Let's assume electromagnetism. There are two charges. The wave function is complex but can be seen canonically as a vector in $\mathbb{R}^2$. Can we see one of the components as the electron and the other one as the positron component?

But since the assignment \begin{equation} electron \rightarrow \begin{pmatrix} { \varphi }_{ 1 } \\ 0 \end{pmatrix} \end{equation} \begin{equation} positron \rightarrow \begin{pmatrix} 0 \\ { \varphi }_{ 2 } \end{pmatrix} \end{equation}

is arbitrary, we just say \begin{equation} electron \rightarrow \begin{pmatrix} { \varphi }_{ 1 } \\ { \varphi }_{ 2 } \end{pmatrix} \end{equation} is an electron and the complex conjugate \begin{equation} positron \rightarrow \begin{pmatrix} { \varphi }_{ 1 } \\ {- \varphi }_{ 2 } \end{pmatrix} \end{equation} is a positron.

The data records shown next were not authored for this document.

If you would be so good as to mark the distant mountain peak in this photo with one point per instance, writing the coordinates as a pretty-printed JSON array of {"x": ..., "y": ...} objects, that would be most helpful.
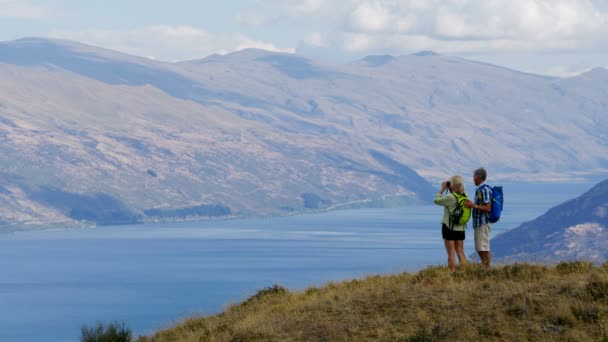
[
  {"x": 595, "y": 73},
  {"x": 378, "y": 60},
  {"x": 425, "y": 53}
]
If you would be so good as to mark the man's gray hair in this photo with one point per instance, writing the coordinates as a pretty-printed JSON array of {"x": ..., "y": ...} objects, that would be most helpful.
[{"x": 481, "y": 173}]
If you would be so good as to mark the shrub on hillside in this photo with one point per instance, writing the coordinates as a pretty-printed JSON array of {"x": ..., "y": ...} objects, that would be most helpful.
[{"x": 114, "y": 332}]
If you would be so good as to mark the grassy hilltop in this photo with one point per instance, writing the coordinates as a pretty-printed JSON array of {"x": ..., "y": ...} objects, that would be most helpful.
[{"x": 518, "y": 302}]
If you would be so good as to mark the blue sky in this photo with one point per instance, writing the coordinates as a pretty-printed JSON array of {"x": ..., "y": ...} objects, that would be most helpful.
[{"x": 557, "y": 37}]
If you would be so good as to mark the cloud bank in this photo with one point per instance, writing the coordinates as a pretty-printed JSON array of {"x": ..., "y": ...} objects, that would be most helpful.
[{"x": 169, "y": 43}]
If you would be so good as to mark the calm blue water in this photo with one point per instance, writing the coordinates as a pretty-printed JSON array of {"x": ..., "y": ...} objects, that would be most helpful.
[{"x": 150, "y": 276}]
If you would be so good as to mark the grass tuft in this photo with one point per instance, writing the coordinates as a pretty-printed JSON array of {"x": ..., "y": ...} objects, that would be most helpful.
[{"x": 519, "y": 302}]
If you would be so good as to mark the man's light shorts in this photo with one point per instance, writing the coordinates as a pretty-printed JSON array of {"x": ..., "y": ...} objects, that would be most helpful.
[{"x": 482, "y": 238}]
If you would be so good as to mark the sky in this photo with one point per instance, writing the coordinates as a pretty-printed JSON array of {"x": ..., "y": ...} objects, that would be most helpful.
[{"x": 551, "y": 37}]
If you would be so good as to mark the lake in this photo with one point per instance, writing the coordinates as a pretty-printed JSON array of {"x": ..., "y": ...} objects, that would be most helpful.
[{"x": 151, "y": 276}]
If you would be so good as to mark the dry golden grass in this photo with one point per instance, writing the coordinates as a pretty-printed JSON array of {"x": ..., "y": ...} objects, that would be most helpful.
[{"x": 520, "y": 302}]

I am asking because I guess the same pattern holds for quarks and $SU(3)$. There are 3 color charges and 3 anti-charges and a quark is a vector \begin{equation} \begin{pmatrix} { \varphi }_{ r } \\ { \varphi }_{ g } \\ { \varphi }_{ b } \end{pmatrix} \end{equation} where $r,g,b$ are the colors. But it could be seen as a vector in $\mathbb{R}^6$ and the pattern above holds. I.e. is the complex structure in quantum mechanics just connected with the fact that there are particles and antiparticles? Are particles and antiparticles just the two (real) basis vectors for the complex plane?

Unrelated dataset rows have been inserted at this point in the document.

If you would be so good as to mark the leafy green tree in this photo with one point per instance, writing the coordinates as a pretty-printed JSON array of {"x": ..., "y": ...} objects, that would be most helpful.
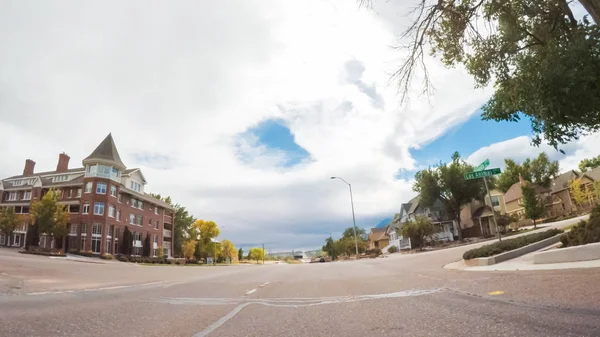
[
  {"x": 577, "y": 192},
  {"x": 533, "y": 204},
  {"x": 257, "y": 254},
  {"x": 126, "y": 241},
  {"x": 503, "y": 221},
  {"x": 330, "y": 248},
  {"x": 189, "y": 248},
  {"x": 447, "y": 184},
  {"x": 197, "y": 251},
  {"x": 50, "y": 217},
  {"x": 589, "y": 164},
  {"x": 208, "y": 230},
  {"x": 540, "y": 171},
  {"x": 419, "y": 231},
  {"x": 228, "y": 249},
  {"x": 9, "y": 221},
  {"x": 543, "y": 63},
  {"x": 146, "y": 249}
]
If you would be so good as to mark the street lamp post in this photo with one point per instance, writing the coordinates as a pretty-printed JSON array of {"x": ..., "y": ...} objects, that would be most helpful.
[{"x": 353, "y": 218}]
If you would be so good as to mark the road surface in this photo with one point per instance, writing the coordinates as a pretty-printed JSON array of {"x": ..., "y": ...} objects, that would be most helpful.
[{"x": 403, "y": 295}]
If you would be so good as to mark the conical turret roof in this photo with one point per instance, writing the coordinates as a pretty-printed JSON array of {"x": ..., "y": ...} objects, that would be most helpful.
[{"x": 106, "y": 153}]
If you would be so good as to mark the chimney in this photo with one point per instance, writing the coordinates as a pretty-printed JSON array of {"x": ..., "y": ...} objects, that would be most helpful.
[
  {"x": 63, "y": 163},
  {"x": 28, "y": 169}
]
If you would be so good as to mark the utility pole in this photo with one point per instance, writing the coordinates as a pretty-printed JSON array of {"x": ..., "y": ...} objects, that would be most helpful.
[
  {"x": 353, "y": 217},
  {"x": 492, "y": 207}
]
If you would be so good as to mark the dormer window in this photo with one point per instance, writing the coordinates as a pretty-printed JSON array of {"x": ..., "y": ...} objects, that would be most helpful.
[
  {"x": 58, "y": 179},
  {"x": 103, "y": 171},
  {"x": 135, "y": 186}
]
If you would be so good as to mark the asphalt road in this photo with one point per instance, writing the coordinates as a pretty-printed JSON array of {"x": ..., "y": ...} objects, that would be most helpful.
[{"x": 403, "y": 295}]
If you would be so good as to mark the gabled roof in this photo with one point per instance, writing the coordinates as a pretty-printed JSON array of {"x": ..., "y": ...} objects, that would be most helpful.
[
  {"x": 482, "y": 212},
  {"x": 593, "y": 174},
  {"x": 107, "y": 152},
  {"x": 82, "y": 169},
  {"x": 515, "y": 192},
  {"x": 129, "y": 172},
  {"x": 562, "y": 181},
  {"x": 378, "y": 234}
]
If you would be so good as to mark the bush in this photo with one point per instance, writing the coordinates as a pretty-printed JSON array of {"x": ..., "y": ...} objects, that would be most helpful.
[
  {"x": 585, "y": 232},
  {"x": 374, "y": 251},
  {"x": 42, "y": 253},
  {"x": 510, "y": 244}
]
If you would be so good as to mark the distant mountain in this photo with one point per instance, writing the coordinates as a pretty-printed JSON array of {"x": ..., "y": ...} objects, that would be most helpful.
[{"x": 383, "y": 223}]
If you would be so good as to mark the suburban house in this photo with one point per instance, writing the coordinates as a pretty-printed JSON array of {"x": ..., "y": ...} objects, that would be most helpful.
[
  {"x": 560, "y": 189},
  {"x": 378, "y": 238},
  {"x": 587, "y": 180},
  {"x": 513, "y": 200},
  {"x": 477, "y": 218},
  {"x": 103, "y": 197},
  {"x": 437, "y": 214}
]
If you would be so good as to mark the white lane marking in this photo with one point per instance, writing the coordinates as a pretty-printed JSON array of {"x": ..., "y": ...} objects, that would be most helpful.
[
  {"x": 93, "y": 289},
  {"x": 309, "y": 302},
  {"x": 221, "y": 321}
]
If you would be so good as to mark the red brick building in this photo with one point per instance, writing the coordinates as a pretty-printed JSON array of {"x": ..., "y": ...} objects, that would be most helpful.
[{"x": 103, "y": 197}]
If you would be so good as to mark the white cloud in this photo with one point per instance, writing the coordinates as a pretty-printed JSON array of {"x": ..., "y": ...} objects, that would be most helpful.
[
  {"x": 520, "y": 148},
  {"x": 179, "y": 81}
]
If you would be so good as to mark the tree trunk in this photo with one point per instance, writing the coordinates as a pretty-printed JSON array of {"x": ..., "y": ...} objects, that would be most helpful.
[
  {"x": 459, "y": 230},
  {"x": 593, "y": 8}
]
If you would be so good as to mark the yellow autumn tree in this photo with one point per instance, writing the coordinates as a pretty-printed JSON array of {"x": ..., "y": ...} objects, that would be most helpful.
[
  {"x": 207, "y": 230},
  {"x": 228, "y": 249},
  {"x": 189, "y": 248}
]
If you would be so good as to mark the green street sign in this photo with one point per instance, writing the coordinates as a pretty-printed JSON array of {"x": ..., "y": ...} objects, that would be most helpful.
[
  {"x": 482, "y": 174},
  {"x": 482, "y": 166}
]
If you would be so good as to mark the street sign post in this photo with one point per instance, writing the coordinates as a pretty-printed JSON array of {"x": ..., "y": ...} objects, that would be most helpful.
[
  {"x": 482, "y": 173},
  {"x": 482, "y": 166}
]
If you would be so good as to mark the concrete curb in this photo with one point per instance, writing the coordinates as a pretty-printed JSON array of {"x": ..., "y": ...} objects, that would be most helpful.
[
  {"x": 486, "y": 261},
  {"x": 588, "y": 252}
]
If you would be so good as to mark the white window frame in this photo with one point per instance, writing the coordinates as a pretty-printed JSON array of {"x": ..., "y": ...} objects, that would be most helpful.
[
  {"x": 98, "y": 187},
  {"x": 99, "y": 205}
]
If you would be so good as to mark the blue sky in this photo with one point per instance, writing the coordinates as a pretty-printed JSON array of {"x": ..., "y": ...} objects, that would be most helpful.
[
  {"x": 274, "y": 135},
  {"x": 466, "y": 138}
]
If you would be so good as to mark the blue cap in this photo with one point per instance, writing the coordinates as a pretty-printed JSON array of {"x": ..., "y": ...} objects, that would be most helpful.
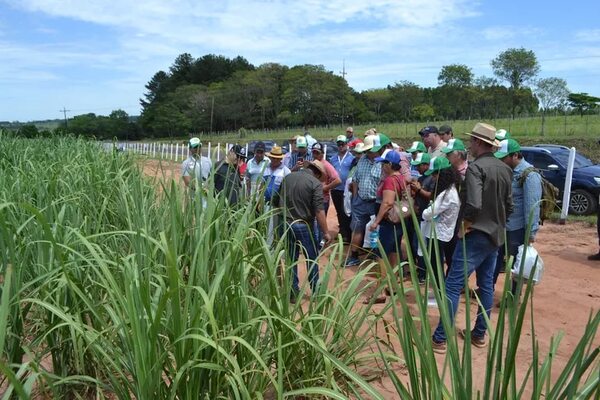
[{"x": 390, "y": 156}]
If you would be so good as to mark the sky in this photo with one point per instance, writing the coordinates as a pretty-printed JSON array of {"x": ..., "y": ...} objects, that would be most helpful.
[{"x": 97, "y": 55}]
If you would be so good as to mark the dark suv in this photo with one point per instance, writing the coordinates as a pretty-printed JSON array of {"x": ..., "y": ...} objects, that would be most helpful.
[{"x": 552, "y": 160}]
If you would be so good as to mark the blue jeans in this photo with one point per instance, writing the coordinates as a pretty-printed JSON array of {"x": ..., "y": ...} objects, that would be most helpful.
[
  {"x": 301, "y": 235},
  {"x": 390, "y": 236},
  {"x": 480, "y": 258}
]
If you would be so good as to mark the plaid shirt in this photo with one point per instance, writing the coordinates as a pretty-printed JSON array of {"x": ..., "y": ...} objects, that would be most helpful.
[{"x": 367, "y": 177}]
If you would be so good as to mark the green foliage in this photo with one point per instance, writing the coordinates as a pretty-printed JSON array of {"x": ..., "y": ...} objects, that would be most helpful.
[
  {"x": 583, "y": 102},
  {"x": 516, "y": 66},
  {"x": 130, "y": 289}
]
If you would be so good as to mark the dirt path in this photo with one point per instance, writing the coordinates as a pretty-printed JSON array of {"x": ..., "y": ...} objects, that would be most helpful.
[{"x": 562, "y": 302}]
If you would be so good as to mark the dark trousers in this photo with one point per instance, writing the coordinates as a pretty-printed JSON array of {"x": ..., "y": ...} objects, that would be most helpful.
[
  {"x": 598, "y": 224},
  {"x": 337, "y": 196},
  {"x": 443, "y": 250}
]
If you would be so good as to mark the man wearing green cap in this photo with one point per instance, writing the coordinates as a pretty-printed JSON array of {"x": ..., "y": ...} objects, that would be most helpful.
[
  {"x": 196, "y": 168},
  {"x": 421, "y": 190},
  {"x": 526, "y": 195},
  {"x": 385, "y": 143},
  {"x": 457, "y": 155}
]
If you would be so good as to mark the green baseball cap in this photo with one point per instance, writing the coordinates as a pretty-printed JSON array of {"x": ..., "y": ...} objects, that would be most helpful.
[
  {"x": 502, "y": 134},
  {"x": 507, "y": 147},
  {"x": 454, "y": 145},
  {"x": 437, "y": 164},
  {"x": 383, "y": 141},
  {"x": 417, "y": 147},
  {"x": 422, "y": 158}
]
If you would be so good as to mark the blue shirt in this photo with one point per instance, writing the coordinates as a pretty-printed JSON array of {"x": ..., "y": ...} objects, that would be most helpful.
[
  {"x": 367, "y": 177},
  {"x": 525, "y": 199},
  {"x": 342, "y": 165}
]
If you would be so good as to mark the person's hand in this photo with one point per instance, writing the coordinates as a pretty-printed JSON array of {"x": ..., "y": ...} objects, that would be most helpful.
[{"x": 465, "y": 228}]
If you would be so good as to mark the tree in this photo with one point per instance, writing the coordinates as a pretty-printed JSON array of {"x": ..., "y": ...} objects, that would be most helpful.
[
  {"x": 551, "y": 93},
  {"x": 423, "y": 112},
  {"x": 583, "y": 102},
  {"x": 455, "y": 75},
  {"x": 516, "y": 66}
]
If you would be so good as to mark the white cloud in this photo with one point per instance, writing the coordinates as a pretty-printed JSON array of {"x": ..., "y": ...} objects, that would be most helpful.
[{"x": 588, "y": 35}]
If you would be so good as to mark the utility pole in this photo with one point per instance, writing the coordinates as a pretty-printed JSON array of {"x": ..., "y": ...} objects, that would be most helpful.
[
  {"x": 212, "y": 108},
  {"x": 343, "y": 91},
  {"x": 65, "y": 111}
]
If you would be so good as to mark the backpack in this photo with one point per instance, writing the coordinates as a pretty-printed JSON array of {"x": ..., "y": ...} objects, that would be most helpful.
[{"x": 549, "y": 193}]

Edit: Let's say we have a wave function $\varphi(x)$. We can always decompose it into

\begin{equation} \varphi= \begin{pmatrix} { \varphi }_{ 1 } \\ { \varphi }_{ 2 } \end{pmatrix} \end{equation} Charge is just the name for a basis vector in a space $\mathbb{C}^n$. E.g. for color charge we use $\mathbb{C}^3$, for electromagnetism only $\mathbb{C}$. Can we see $\varphi$ and $\varphi^*$ as the basis for $\mathbb{C}$ when seen as a real vector space? And why should $\varphi^*$ not be the anti-particle?

Answer 1

No. For example if you take a free electron moving with momentum $\vec{k}$, then its wavefunction is complex $\psi \sim e^{i \vec{k}\cdot \vec{x}}$. If for some reason you had a prejudice that caused you to prefer working with real and imaginary parts instead of complex numbers, you could write $\psi=\psi_R+i\psi_I$, with $\psi_R\sim \cos(\vec{k}\cdot\vec{x})$ and $\psi_I \sim \sin(\vec{k}\cdot\vec{x})$ both real. Let's say you somehow transformed the wavefunction so you projected out either the real or imaginary part, so $\psi \rightarrow \psi_R$ or $\psi\rightarrow \psi_I$. Either way, if you measured the electric charge you would always find it was $-e$. Since positrons have charge $+e$, not $-e$, neither $\psi_R$ nor $\psi_I$ can represent a positron.

Answer 2

Identifying the positron and electron component cannot be done as straightforwardly. In fact, there is no way to do this by a local operation on the field, the positron and electron component are hidden in the field global mode by global mode, as already stated by Andrew.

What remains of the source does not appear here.